Mechanisms of Stromal Fibrosis

Abstract

PurposeThis study was designed to uncover new drug targets to deal with the problems of fibrosis of the corneal stroma which can occur following an injury or infection, preventing the normal recovery of vision. Although, TGF‐β is clearly involved the detailed intracellular mechanisms necessary for a practical drug target are not available.

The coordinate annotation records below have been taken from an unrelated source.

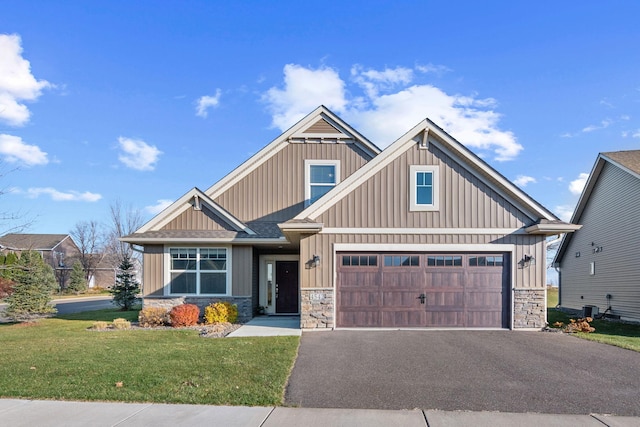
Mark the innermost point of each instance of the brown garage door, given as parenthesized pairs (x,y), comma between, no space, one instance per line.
(423,290)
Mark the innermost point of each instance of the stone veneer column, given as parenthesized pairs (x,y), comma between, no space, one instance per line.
(529,308)
(317,309)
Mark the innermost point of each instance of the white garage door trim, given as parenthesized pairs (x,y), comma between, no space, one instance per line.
(412,247)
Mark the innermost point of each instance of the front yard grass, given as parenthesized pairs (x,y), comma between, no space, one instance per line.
(625,335)
(58,358)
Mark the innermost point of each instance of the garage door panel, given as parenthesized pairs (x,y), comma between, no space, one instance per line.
(461,290)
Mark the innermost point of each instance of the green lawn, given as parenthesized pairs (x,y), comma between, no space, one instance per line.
(58,358)
(623,335)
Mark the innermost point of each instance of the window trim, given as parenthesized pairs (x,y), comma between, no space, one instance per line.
(169,270)
(435,173)
(307,175)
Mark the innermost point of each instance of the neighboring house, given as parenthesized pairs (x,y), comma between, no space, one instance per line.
(60,252)
(322,223)
(57,250)
(597,263)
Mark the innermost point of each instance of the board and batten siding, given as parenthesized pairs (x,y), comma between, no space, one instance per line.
(611,221)
(464,201)
(241,270)
(193,219)
(153,270)
(274,191)
(322,276)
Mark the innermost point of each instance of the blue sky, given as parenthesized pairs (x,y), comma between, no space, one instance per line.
(141,101)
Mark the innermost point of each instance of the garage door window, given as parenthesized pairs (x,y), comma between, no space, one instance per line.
(485,261)
(444,261)
(359,260)
(401,261)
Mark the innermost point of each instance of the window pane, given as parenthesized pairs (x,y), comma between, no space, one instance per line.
(323,174)
(213,283)
(424,195)
(213,264)
(183,283)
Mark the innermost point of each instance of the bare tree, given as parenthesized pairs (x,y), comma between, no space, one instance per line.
(124,221)
(90,241)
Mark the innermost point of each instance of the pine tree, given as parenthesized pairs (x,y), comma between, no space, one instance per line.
(77,280)
(34,282)
(126,289)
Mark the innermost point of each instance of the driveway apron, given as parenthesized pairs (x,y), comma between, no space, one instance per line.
(504,371)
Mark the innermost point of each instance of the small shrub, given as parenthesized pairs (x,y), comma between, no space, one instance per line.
(184,315)
(577,325)
(153,316)
(121,323)
(100,325)
(221,312)
(6,287)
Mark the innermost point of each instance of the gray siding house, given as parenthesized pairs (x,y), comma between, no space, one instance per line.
(323,224)
(597,264)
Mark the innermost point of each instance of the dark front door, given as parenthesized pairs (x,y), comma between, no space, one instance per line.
(286,286)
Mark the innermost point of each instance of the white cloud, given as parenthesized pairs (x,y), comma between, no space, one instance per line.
(137,154)
(205,102)
(304,89)
(603,125)
(14,149)
(60,196)
(160,205)
(564,212)
(577,185)
(17,84)
(389,107)
(523,180)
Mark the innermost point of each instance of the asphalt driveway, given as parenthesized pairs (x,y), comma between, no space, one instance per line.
(504,371)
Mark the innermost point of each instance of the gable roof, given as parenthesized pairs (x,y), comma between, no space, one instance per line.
(424,133)
(628,161)
(318,126)
(193,199)
(36,242)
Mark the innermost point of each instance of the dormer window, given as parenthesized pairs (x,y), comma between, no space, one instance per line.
(320,177)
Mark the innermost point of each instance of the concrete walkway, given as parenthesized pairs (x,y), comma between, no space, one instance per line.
(269,326)
(28,413)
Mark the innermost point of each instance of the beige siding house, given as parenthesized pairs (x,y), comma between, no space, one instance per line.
(597,263)
(321,223)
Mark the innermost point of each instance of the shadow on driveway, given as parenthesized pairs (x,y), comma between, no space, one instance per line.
(504,371)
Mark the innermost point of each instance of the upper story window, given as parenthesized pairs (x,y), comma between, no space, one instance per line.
(199,271)
(320,177)
(424,184)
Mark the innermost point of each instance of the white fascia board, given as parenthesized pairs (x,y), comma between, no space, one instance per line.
(182,204)
(276,145)
(424,231)
(358,177)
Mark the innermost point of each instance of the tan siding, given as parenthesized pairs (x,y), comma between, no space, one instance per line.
(153,270)
(242,261)
(322,126)
(192,219)
(275,190)
(321,276)
(383,201)
(611,220)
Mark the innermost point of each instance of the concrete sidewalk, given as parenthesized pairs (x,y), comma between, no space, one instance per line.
(28,413)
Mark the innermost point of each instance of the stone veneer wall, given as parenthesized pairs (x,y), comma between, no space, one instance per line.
(317,309)
(529,308)
(245,310)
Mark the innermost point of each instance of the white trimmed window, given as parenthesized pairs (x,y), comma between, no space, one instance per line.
(199,271)
(424,185)
(320,176)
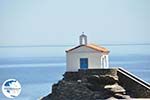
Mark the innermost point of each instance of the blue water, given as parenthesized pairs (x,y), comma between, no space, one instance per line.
(38,70)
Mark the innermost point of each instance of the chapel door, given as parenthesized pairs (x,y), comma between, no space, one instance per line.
(83,63)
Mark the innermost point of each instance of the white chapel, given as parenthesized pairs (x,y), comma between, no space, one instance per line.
(86,56)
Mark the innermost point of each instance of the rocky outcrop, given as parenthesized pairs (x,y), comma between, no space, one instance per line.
(88,86)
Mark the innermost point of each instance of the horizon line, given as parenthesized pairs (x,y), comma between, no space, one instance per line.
(61,45)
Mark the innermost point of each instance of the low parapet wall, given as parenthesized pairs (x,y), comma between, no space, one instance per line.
(134,86)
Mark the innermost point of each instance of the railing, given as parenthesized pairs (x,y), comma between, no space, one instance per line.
(133,77)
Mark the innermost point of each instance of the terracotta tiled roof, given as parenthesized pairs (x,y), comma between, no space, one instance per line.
(92,46)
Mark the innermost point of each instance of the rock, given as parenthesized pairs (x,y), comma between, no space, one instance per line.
(88,87)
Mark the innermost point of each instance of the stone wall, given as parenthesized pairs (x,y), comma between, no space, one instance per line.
(133,88)
(74,76)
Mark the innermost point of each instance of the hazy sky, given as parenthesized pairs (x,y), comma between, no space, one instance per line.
(34,22)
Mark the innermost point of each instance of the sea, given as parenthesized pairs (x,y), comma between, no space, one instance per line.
(37,68)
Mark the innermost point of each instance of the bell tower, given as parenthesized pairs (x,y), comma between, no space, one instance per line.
(83,39)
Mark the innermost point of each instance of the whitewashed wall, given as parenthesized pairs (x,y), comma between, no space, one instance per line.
(73,58)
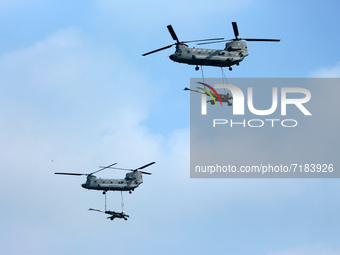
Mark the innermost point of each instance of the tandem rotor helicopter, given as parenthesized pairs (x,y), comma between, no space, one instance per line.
(234,52)
(129,183)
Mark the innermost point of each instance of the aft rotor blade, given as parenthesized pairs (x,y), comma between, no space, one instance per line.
(146,165)
(172,32)
(166,47)
(235,29)
(104,168)
(145,172)
(260,40)
(213,39)
(71,174)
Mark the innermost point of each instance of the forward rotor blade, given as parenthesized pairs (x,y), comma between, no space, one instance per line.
(172,32)
(260,40)
(213,39)
(145,172)
(96,210)
(213,42)
(146,165)
(166,47)
(71,174)
(235,29)
(104,168)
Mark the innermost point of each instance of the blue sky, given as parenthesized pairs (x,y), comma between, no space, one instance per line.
(76,93)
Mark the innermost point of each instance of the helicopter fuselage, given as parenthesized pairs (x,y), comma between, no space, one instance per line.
(129,183)
(233,54)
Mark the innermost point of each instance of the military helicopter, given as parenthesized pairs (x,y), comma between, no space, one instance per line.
(129,183)
(224,98)
(234,52)
(113,214)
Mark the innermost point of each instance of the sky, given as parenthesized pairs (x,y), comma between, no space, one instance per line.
(76,93)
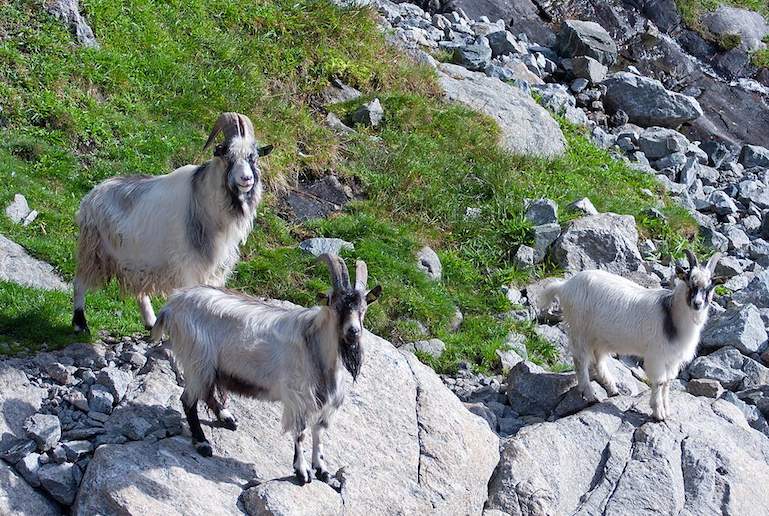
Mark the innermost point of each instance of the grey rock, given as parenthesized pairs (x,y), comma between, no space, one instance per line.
(60,481)
(585,38)
(658,142)
(68,11)
(44,429)
(754,156)
(606,241)
(527,128)
(429,262)
(647,102)
(541,211)
(586,67)
(19,267)
(319,246)
(369,114)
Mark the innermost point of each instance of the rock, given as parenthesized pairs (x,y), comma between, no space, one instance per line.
(527,128)
(115,380)
(282,498)
(611,459)
(433,347)
(606,241)
(68,11)
(19,267)
(411,448)
(749,26)
(428,261)
(588,68)
(658,142)
(60,481)
(18,498)
(473,57)
(369,114)
(647,102)
(754,156)
(541,211)
(585,38)
(704,387)
(319,246)
(100,400)
(44,429)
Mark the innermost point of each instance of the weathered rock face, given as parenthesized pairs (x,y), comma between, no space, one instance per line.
(647,102)
(606,241)
(527,128)
(404,441)
(611,459)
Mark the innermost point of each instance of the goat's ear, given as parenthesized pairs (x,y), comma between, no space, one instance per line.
(373,294)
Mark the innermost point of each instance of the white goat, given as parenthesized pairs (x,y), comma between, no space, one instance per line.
(157,233)
(609,314)
(229,342)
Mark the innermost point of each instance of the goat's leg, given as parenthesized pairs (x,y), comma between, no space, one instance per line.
(224,416)
(79,322)
(199,440)
(302,470)
(603,376)
(318,461)
(148,314)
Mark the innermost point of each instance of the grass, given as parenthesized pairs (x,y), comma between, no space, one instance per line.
(144,101)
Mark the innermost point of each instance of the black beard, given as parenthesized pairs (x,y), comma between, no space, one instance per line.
(352,357)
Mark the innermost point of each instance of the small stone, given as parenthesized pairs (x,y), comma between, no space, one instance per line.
(44,429)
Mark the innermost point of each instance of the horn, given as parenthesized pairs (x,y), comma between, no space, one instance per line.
(692,259)
(361,275)
(231,124)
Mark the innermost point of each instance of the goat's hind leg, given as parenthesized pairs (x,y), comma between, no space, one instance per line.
(199,440)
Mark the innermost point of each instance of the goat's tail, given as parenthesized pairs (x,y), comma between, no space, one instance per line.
(160,323)
(548,295)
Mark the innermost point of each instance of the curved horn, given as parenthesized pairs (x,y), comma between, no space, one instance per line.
(692,259)
(361,275)
(231,124)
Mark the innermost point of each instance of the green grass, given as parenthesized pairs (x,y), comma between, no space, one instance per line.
(143,104)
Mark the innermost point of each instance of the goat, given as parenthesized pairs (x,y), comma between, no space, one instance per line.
(229,342)
(158,233)
(608,314)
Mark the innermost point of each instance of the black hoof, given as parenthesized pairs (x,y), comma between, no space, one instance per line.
(204,449)
(322,475)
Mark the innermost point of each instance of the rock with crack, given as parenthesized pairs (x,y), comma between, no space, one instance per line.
(527,128)
(611,459)
(405,442)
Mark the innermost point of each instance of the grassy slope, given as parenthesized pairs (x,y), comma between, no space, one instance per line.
(142,103)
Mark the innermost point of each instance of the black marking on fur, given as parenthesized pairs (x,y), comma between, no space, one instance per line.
(78,320)
(668,324)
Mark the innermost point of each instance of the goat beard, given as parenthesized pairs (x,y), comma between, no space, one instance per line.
(352,357)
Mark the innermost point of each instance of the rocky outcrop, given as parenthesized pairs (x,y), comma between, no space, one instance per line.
(527,128)
(611,459)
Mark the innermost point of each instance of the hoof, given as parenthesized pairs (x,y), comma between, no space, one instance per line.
(303,476)
(322,475)
(204,449)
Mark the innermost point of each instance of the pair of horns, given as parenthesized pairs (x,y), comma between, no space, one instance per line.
(340,276)
(232,125)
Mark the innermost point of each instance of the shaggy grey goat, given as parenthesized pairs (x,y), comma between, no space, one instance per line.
(225,341)
(609,314)
(158,233)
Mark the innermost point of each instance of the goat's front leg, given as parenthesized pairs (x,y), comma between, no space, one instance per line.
(302,470)
(318,461)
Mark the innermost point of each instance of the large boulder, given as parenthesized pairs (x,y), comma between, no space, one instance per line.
(402,442)
(647,102)
(527,128)
(613,459)
(585,38)
(605,241)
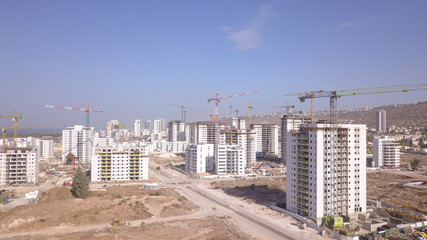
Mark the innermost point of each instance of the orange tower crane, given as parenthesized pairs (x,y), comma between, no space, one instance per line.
(15,125)
(88,111)
(217,99)
(4,133)
(250,113)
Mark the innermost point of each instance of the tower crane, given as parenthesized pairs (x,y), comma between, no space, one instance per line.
(4,133)
(287,106)
(184,110)
(250,113)
(88,111)
(15,125)
(203,114)
(333,114)
(217,99)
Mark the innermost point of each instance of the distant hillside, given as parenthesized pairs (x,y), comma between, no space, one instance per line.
(401,115)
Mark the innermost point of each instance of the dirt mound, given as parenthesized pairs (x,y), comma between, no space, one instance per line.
(56,194)
(59,207)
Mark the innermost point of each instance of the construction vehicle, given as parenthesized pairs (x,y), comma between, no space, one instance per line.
(117,222)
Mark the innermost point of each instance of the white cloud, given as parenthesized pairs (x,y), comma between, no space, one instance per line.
(249,37)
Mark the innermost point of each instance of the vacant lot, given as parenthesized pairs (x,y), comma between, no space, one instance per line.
(205,228)
(59,208)
(255,190)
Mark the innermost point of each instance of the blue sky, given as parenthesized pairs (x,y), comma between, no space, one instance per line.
(130,58)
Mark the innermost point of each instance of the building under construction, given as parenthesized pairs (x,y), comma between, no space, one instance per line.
(319,185)
(19,166)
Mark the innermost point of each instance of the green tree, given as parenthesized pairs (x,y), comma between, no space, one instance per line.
(415,163)
(80,186)
(69,159)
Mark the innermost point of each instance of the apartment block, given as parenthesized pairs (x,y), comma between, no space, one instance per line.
(386,152)
(326,170)
(289,122)
(199,158)
(119,164)
(230,160)
(19,166)
(78,140)
(267,137)
(244,138)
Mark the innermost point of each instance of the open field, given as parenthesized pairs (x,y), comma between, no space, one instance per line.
(261,190)
(59,208)
(205,228)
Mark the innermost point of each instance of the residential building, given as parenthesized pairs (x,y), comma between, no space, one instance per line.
(137,128)
(78,140)
(326,170)
(267,137)
(199,158)
(19,166)
(386,152)
(45,149)
(176,131)
(289,122)
(230,160)
(381,120)
(148,126)
(111,126)
(119,164)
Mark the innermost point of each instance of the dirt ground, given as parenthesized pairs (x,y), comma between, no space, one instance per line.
(263,191)
(387,186)
(206,228)
(406,158)
(165,158)
(58,207)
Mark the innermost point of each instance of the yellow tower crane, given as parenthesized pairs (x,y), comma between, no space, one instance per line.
(250,113)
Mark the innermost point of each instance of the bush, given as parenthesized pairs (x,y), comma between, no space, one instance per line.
(80,187)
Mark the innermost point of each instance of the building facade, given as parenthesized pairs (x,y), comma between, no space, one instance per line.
(289,123)
(326,170)
(119,164)
(19,166)
(386,152)
(230,160)
(199,158)
(78,140)
(381,121)
(267,137)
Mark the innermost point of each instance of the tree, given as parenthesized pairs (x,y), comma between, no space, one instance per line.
(80,186)
(69,159)
(414,164)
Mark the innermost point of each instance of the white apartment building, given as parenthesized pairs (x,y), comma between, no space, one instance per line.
(176,131)
(19,166)
(137,127)
(199,158)
(319,184)
(230,160)
(381,121)
(245,139)
(289,123)
(77,140)
(119,164)
(386,152)
(45,149)
(111,126)
(267,137)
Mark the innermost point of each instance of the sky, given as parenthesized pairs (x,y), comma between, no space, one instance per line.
(131,58)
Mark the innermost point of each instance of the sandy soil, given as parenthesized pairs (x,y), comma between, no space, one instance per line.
(58,207)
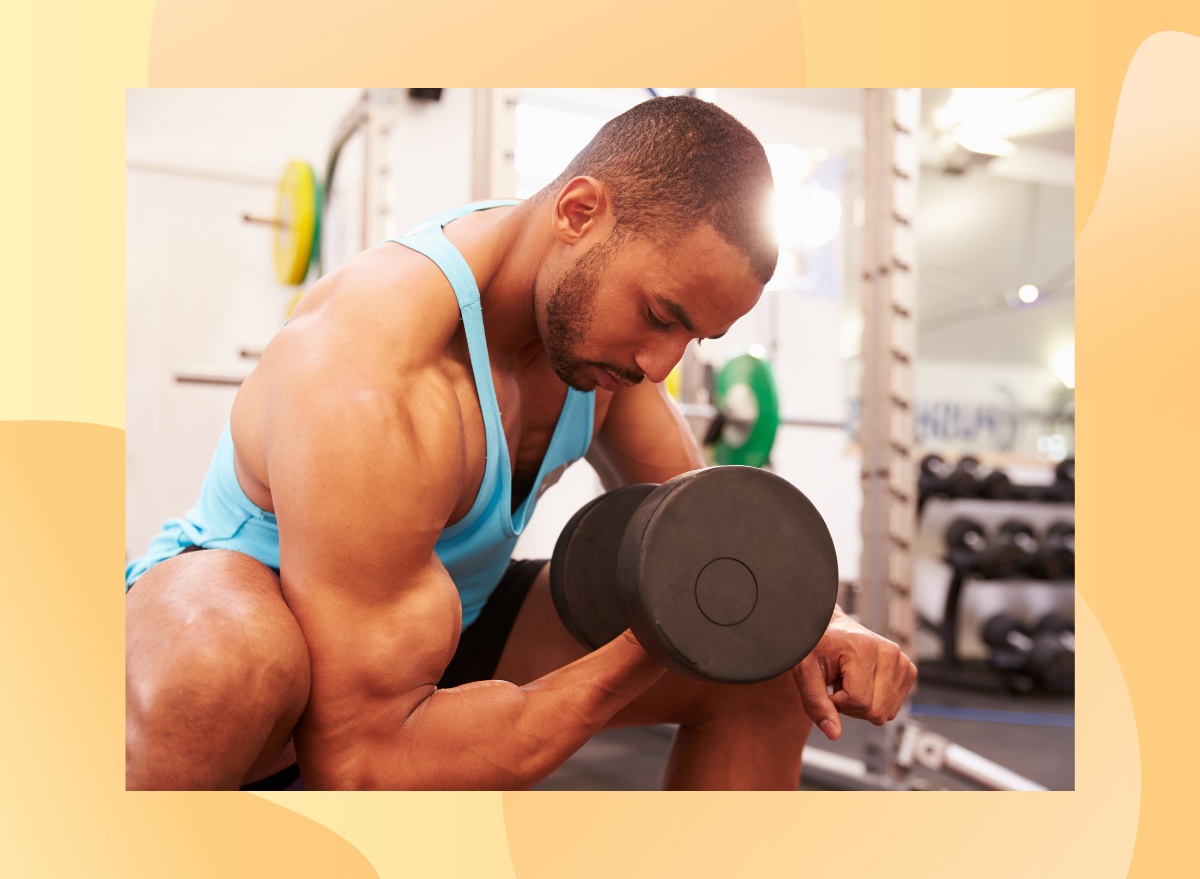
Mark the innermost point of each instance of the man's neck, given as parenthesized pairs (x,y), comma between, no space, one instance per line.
(505,252)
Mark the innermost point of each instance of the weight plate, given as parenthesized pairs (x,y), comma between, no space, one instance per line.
(297,211)
(727,574)
(745,393)
(583,568)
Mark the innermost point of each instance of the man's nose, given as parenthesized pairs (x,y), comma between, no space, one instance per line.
(657,362)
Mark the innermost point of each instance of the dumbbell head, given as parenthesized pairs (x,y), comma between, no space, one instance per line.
(964,480)
(1056,557)
(583,568)
(1017,548)
(727,574)
(997,632)
(997,485)
(1055,623)
(965,542)
(1053,662)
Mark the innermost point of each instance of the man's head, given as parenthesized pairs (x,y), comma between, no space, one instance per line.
(665,215)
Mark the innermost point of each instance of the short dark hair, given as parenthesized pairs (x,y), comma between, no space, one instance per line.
(673,161)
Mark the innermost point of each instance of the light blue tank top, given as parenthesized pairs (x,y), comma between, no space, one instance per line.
(475,550)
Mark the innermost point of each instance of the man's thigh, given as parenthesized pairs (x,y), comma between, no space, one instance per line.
(216,669)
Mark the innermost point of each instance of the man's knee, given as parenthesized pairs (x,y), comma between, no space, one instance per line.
(767,704)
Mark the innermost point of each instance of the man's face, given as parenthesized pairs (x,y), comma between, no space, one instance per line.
(627,308)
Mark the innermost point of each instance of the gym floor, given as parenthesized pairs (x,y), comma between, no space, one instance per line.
(1031,734)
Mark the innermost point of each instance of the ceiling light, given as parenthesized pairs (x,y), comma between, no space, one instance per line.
(981,137)
(1065,365)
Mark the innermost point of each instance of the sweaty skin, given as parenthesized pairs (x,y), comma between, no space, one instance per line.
(360,428)
(366,440)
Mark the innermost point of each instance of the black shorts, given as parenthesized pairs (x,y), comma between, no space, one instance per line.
(477,657)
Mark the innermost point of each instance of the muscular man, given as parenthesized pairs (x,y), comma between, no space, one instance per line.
(355,595)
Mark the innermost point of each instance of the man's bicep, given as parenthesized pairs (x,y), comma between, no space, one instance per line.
(361,492)
(643,438)
(360,484)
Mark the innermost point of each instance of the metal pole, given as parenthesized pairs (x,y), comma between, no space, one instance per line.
(888,519)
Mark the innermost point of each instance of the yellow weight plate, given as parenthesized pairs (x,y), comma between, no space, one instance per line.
(295,211)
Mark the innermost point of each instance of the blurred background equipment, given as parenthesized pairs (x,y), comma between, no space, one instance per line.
(910,364)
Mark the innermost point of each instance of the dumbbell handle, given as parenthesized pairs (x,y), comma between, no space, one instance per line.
(1019,640)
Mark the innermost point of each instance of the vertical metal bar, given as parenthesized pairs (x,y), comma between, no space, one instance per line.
(888,519)
(378,183)
(493,159)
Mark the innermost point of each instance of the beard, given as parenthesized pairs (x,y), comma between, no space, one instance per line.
(569,315)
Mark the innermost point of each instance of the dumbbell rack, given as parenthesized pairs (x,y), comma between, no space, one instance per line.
(951,668)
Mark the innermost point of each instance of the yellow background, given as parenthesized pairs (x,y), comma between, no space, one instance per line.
(66,63)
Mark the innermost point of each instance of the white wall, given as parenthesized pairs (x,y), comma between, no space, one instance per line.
(199,282)
(804,324)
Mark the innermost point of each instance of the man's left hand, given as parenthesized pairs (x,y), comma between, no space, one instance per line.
(869,674)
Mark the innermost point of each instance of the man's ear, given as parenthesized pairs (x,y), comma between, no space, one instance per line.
(581,209)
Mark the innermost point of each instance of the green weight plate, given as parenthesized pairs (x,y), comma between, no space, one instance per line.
(745,393)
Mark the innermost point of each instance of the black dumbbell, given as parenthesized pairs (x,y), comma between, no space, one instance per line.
(1053,659)
(1047,656)
(724,574)
(965,544)
(997,486)
(1056,552)
(1063,486)
(970,549)
(964,479)
(931,483)
(1015,551)
(1011,644)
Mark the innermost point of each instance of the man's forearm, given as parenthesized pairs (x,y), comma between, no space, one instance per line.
(496,735)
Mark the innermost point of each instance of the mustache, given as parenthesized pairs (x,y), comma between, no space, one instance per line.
(631,376)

The cellular target is the transition of the sessile keratocyte to a myofibroblast.MethodsCorneas of 8 week old C57BL6 mice underwent either an anterior keratectomy (AK) wound or infection with Pseudomonas aeruginosa (PA), and animals were sacrificed at 2 and 7 days, as well as 2 and 4 weeks after the procedures. The isolated stroma was used to monitor the expression and location of moesin, phospho‐moesin, TGF‐β1 and α‐SMA.ResultsTGF‐β1 and phospho‐moesin were not detected in normal corneal stromas. However, after either treatment, TGF‐β1 expression increased, along with phospho‐moesin and moesin in the wounded corneal stroma from day 2 to 7, and decreased after 2 weeks. No expression of TGF‐β1 and phospho‐moesin was found at PO week 4. Myofibroblasts positive for α‐SMA associated with either treatment were detected from day 2 to week 4 and peaked at week 2.ConclusionThese studies show that moesin interactions with actin fiber growth may be a focus drug development in fibrosis decreases; however, it remains to determine the exact details of that interaction.